Medicare is among the fastest growing line items in the federal budget. Even with over $500 billion going toward the program annually, it still does not cover all of seniors’ health costs. A quarter of Medicare beneficiaries end up spending all their assets on health care in the last five years of life.
That’s what Amy Kelley, a professor at Mt. Sinai School of Medicine, found in a first-ever look at the out-of-pocket costs seniors face when medical problems mount near the end of life. She used the Health and Retirement Survey, a longitudinal study that has lots of data on medical spending in old age.
The average Medicare beneficiary spent s $38,688 out-of-pocket during the last five years of life. There was, as you can see in this graph, a lot of variation:
Twenty-five percent spent all remaining assets, including any housing or real estate they might own. The frequency tended to be lower among Medicare beneficiaries who were married; higher among those who were single.
Excluding housing assets, the level of seniors spending all assets rises to 43 percent.
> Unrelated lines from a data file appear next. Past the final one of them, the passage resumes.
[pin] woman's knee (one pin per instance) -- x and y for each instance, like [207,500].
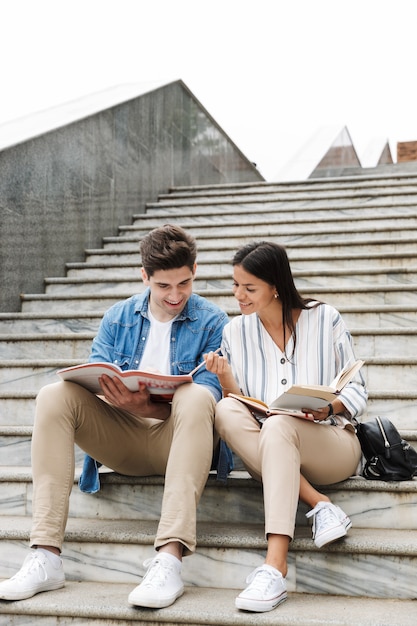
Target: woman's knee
[191,400]
[229,415]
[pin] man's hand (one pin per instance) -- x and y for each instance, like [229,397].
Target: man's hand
[136,402]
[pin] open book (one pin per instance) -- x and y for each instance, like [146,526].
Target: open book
[160,386]
[299,397]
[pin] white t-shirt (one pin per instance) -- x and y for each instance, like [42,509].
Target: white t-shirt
[156,355]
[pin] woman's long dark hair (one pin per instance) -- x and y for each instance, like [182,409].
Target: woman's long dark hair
[269,262]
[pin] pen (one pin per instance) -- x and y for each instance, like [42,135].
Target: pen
[201,364]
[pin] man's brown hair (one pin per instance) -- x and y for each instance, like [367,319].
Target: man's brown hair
[167,247]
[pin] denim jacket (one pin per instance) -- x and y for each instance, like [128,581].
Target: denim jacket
[121,339]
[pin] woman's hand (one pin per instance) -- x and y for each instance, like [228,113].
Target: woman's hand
[219,365]
[216,364]
[326,411]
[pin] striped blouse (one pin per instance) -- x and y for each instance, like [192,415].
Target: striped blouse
[323,348]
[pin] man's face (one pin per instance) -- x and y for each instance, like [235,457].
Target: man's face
[170,290]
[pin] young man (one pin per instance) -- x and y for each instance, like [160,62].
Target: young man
[166,328]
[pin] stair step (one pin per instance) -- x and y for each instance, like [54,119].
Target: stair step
[305,279]
[208,251]
[98,550]
[200,212]
[285,219]
[369,504]
[358,316]
[17,407]
[368,342]
[342,296]
[30,375]
[307,233]
[102,604]
[120,265]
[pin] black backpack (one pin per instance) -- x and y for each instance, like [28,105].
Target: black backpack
[388,456]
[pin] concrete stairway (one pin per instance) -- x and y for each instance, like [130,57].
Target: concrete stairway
[353,243]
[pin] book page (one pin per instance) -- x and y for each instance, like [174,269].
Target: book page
[160,386]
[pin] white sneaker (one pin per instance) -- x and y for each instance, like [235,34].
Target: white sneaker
[161,584]
[329,523]
[267,588]
[37,574]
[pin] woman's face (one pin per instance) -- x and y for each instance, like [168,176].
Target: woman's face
[253,294]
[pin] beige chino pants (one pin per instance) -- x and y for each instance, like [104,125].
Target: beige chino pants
[277,453]
[179,448]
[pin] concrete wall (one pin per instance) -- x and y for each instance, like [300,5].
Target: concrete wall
[63,191]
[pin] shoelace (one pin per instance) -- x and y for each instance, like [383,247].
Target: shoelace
[157,572]
[260,579]
[326,517]
[32,563]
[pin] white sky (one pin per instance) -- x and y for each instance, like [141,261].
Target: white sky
[271,72]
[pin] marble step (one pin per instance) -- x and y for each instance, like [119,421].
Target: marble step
[15,444]
[396,373]
[336,195]
[305,232]
[17,406]
[369,504]
[253,209]
[53,322]
[359,317]
[379,562]
[387,342]
[379,184]
[121,264]
[124,280]
[392,294]
[211,250]
[285,217]
[105,604]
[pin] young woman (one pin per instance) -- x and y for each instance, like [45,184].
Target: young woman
[283,339]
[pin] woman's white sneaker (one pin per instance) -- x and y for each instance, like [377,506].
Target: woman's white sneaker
[37,574]
[330,523]
[267,588]
[161,584]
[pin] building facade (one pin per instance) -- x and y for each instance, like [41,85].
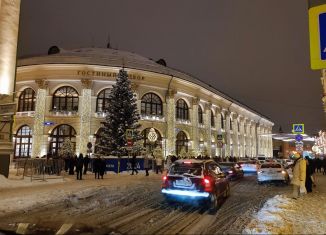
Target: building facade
[63,95]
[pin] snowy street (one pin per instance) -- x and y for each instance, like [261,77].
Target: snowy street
[123,204]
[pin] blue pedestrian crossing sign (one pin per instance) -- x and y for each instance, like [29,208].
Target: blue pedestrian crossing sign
[298,128]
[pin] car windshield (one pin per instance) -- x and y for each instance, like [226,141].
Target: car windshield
[186,168]
[226,165]
[271,166]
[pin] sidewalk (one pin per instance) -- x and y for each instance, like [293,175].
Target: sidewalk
[284,215]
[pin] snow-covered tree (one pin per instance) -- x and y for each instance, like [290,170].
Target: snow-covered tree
[121,114]
[66,149]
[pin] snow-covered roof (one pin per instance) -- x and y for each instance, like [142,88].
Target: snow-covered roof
[119,58]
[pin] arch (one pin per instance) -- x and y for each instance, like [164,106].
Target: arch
[102,100]
[182,110]
[26,100]
[151,104]
[57,136]
[147,144]
[23,142]
[65,98]
[200,115]
[181,142]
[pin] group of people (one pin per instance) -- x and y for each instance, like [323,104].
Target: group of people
[304,169]
[80,165]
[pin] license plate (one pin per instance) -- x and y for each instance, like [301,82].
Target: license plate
[186,183]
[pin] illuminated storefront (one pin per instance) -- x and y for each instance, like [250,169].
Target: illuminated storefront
[64,94]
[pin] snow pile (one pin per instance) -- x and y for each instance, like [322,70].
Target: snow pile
[26,182]
[284,215]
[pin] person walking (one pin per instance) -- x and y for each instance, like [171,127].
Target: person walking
[324,165]
[102,167]
[133,164]
[159,163]
[299,176]
[97,166]
[79,166]
[146,162]
[86,162]
[309,173]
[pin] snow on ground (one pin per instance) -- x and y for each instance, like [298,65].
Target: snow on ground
[284,215]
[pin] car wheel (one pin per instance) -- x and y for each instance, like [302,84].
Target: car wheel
[168,199]
[212,203]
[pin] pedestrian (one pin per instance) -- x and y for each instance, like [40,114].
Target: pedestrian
[324,165]
[79,166]
[134,164]
[299,176]
[97,166]
[159,163]
[72,163]
[309,173]
[86,162]
[102,167]
[146,162]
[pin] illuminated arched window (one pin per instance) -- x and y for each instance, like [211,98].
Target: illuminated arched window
[200,115]
[23,142]
[27,100]
[181,142]
[98,135]
[222,121]
[182,110]
[212,119]
[102,100]
[147,144]
[58,136]
[65,99]
[151,104]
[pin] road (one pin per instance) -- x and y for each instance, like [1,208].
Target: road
[135,206]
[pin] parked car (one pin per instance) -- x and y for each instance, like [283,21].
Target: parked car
[272,172]
[232,170]
[249,166]
[199,180]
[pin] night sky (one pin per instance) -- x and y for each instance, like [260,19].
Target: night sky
[256,51]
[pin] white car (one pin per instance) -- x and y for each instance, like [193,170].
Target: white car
[249,166]
[272,172]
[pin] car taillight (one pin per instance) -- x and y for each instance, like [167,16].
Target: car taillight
[207,185]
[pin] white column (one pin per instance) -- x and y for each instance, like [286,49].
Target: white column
[9,22]
[38,127]
[170,118]
[85,113]
[228,135]
[208,131]
[195,126]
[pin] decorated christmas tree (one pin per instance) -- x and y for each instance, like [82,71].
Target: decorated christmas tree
[66,149]
[121,114]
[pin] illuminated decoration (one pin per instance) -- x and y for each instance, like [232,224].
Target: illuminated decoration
[9,21]
[85,119]
[38,126]
[317,32]
[320,143]
[152,135]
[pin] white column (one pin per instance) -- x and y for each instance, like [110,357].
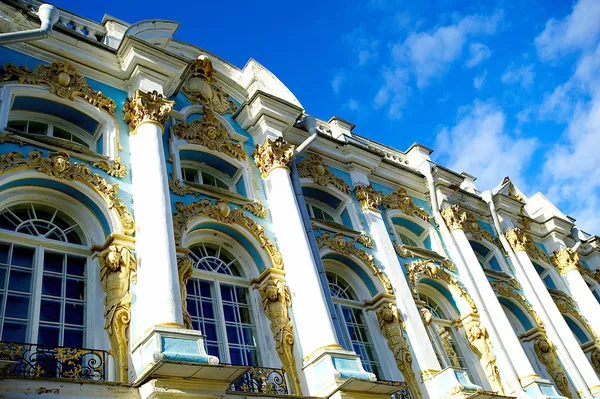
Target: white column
[157,296]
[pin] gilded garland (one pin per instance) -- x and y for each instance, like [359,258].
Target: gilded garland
[59,165]
[63,81]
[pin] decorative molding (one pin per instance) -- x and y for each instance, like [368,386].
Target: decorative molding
[117,271]
[200,86]
[369,198]
[399,199]
[221,212]
[519,240]
[58,165]
[210,133]
[276,300]
[273,154]
[146,107]
[338,244]
[313,166]
[391,326]
[457,218]
[63,80]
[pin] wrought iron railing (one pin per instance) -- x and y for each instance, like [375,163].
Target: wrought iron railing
[261,380]
[32,360]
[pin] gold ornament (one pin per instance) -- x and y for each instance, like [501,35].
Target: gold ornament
[117,271]
[145,107]
[313,166]
[210,133]
[273,154]
[63,81]
[400,199]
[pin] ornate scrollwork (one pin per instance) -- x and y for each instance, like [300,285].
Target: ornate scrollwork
[59,165]
[546,353]
[519,240]
[400,199]
[220,211]
[199,86]
[391,326]
[144,107]
[369,198]
[276,300]
[479,341]
[313,166]
[63,81]
[273,154]
[210,133]
[338,244]
[117,271]
[457,218]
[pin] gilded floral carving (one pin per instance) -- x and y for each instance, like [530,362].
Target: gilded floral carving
[200,86]
[117,271]
[399,199]
[59,165]
[63,80]
[210,133]
[273,154]
[313,167]
[391,326]
[338,244]
[146,107]
[369,198]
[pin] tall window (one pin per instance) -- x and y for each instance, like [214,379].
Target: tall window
[42,284]
[354,331]
[219,304]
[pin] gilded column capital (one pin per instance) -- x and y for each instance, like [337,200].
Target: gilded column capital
[566,260]
[369,198]
[273,154]
[147,107]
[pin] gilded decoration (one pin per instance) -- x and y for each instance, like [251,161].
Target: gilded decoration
[338,244]
[221,212]
[566,260]
[457,218]
[273,154]
[145,107]
[59,165]
[200,86]
[546,353]
[391,326]
[210,133]
[63,81]
[480,344]
[369,198]
[185,267]
[313,167]
[276,300]
[399,199]
[519,240]
[117,271]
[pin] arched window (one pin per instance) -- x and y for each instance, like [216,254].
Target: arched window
[354,332]
[218,301]
[42,277]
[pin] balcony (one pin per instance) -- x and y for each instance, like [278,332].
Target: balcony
[40,361]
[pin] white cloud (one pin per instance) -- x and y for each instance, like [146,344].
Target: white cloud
[478,80]
[478,52]
[522,75]
[578,31]
[480,145]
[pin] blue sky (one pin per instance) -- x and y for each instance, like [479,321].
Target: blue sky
[496,88]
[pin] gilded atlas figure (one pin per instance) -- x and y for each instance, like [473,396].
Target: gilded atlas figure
[480,343]
[391,328]
[117,271]
[276,299]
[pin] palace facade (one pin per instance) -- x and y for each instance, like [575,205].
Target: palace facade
[172,226]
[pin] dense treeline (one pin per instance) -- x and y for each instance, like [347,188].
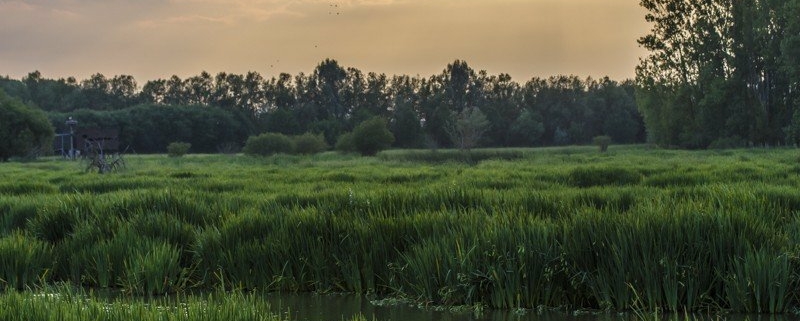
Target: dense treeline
[333,100]
[721,73]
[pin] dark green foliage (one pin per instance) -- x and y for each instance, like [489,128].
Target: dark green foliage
[24,131]
[372,136]
[602,142]
[309,144]
[209,110]
[178,149]
[150,128]
[728,80]
[526,130]
[444,156]
[268,144]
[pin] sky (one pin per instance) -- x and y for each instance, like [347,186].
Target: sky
[152,39]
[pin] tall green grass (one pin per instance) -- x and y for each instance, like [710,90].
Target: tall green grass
[662,230]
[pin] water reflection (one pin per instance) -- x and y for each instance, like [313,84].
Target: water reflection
[310,307]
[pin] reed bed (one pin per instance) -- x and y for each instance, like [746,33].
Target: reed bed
[67,305]
[632,228]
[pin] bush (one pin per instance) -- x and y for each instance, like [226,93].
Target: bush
[602,142]
[372,136]
[24,131]
[178,149]
[309,144]
[268,144]
[345,143]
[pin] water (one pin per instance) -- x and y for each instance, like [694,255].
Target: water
[310,307]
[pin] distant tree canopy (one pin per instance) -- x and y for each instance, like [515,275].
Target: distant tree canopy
[207,110]
[23,129]
[721,72]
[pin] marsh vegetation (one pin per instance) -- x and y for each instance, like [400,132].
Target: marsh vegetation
[631,228]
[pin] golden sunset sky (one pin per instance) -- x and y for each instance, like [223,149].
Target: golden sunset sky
[153,39]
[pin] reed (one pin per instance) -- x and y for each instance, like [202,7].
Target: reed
[23,261]
[568,227]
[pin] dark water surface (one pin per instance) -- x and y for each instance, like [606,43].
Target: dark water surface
[311,307]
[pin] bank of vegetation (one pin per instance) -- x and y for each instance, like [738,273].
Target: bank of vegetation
[560,227]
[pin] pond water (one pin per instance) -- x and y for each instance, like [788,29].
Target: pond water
[310,307]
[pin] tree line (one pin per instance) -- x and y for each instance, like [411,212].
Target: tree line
[333,100]
[721,73]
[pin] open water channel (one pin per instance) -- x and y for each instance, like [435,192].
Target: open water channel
[310,307]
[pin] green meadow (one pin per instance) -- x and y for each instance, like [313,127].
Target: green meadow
[633,228]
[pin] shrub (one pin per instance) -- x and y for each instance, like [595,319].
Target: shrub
[602,142]
[268,144]
[345,143]
[24,131]
[178,149]
[309,143]
[372,136]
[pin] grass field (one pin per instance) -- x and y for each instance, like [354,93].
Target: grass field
[555,227]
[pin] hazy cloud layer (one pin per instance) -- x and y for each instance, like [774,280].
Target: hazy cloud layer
[157,38]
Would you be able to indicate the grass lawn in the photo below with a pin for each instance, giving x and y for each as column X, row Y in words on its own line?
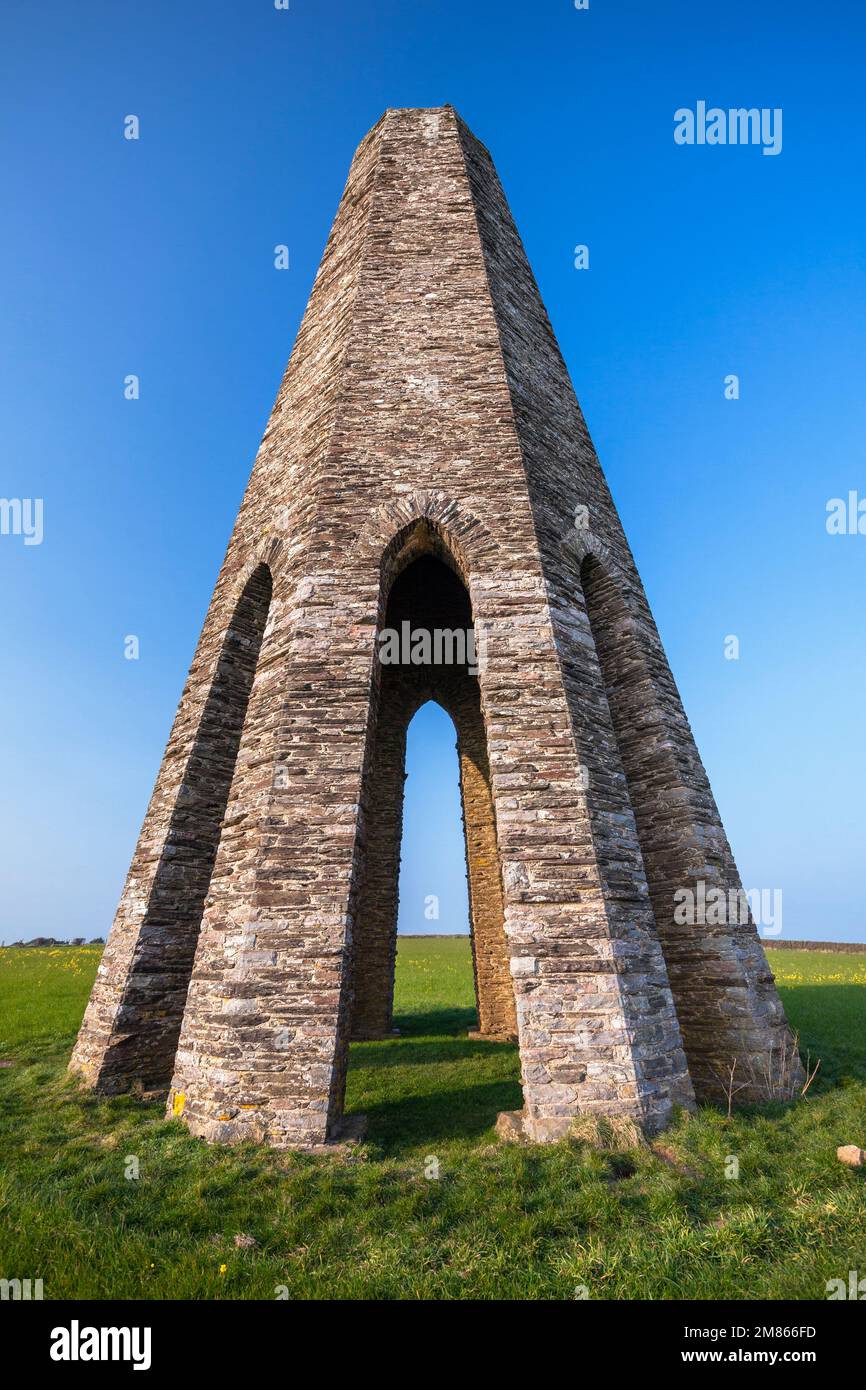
column 496, row 1222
When Kelley broken down the costs by type of disease, she found that dementia patients tended to have the highest costs. That probably has to do with the fact, as she points out, that Medicare does not cover non-rehabilitative nursing home care.
There’s not much in the Affordable Care Act to deal with this; the CLASS Act, meant to create a long-term care program, will not be implemented after it was found to be financially unsound.
“As more Baby Boomers retire,” Kelley writes, “A new generation of widows or widowers could face a sharply diminished financial future as they confront their recently-depleted nest egg following the illness and death of a spouse.”